Un point particulièrement critique soulevé lors du débat concerne la tendance des dirigeants actuels à justifier leurs propos en invoquant une supposée séparation entre leurs fonctions officielles et leurs activités partisanes. Le ministre de l'Énergie avait notamment déclaré n'être ministre que "du lundi au vendredi".
Le Dr Gueye rejette catégoriquement cette approche : "c'est un jeu de dédoublement que les autorités, les nouvelles autorités essayent de nous habituer... La politique ce n'est pas du théâtre. La politique ce n'est pas un jeu".
Il insiste sur le fait que "quand on est ministre de la République, on n'est plus un homme ordinaire ou une femme ordinaire. On a des obligations qui sont imposées".
Le débat a également abordé la question des arrestations de citoyens pour délits d'opinion. Pas moins de cinq personnes sont actuellement privées de liberté pour s'être exprimées librement : Moustapha Diallo, Bachir Fofana, Abdou Karim Gueye, Badara Gadjaga entre autres. Le Dr Gueye qualifie ces arrestations d'abusives et même de "ridicules", soulignant qu'"en tant qu'analyste du discours, j'ai des problèmes pour trouver qu'est-ce que c'est qu'une parole offensante ? Qu'est-ce que c'est qu'une dérive verbale ?"
Gorgui Wade Ndoye partage cette position : "Je suis contre qu'on mette des journalistes en prison pour des délits d'opinion... ce n'est pas le Sénégal du 21e siècle que nous voulons".

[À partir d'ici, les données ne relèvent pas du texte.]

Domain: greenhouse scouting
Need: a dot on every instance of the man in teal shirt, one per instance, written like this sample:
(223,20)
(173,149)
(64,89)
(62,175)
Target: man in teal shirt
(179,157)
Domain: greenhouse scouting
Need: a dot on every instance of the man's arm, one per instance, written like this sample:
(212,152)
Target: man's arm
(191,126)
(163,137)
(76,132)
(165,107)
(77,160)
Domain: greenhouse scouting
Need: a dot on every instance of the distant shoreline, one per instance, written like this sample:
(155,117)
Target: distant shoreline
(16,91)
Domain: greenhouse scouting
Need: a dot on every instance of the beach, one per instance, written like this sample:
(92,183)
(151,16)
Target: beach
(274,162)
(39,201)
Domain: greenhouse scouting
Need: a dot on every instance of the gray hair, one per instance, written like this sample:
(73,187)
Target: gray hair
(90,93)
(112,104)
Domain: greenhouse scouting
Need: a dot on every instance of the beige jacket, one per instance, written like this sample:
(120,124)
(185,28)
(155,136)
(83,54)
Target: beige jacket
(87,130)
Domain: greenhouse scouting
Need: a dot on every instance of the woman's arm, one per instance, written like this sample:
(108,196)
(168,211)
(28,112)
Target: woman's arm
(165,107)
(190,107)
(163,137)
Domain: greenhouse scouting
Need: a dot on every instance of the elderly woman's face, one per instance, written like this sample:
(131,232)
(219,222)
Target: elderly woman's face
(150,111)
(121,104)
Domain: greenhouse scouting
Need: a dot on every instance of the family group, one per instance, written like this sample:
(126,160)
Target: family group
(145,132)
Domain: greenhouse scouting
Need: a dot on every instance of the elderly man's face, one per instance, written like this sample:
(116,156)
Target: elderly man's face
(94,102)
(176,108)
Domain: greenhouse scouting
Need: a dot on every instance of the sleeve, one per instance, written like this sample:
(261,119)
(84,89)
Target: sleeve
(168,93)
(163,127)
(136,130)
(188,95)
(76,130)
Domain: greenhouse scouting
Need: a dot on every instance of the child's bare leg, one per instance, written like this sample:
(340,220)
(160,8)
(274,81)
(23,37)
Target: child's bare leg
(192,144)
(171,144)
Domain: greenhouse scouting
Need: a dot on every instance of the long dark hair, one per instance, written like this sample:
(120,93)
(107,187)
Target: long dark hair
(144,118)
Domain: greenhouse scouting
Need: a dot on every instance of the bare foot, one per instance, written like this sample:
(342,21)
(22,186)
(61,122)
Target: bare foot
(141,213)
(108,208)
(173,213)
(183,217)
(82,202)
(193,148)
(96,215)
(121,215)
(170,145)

Si l'ancien président Macky Sall porte une part de responsabilité dans la situation actuelle, les invités soulignent que la responsabilité est collective. Ndoye précise : "il n'est pas le seul, l'opposition sénégalaise a surfé sur la promotion de 'Gatsa Gatsa', les médias qui ont laissé des paroles qui n'avaient pas leur place dans nos médias se prospérer ont aussi une responsabilité".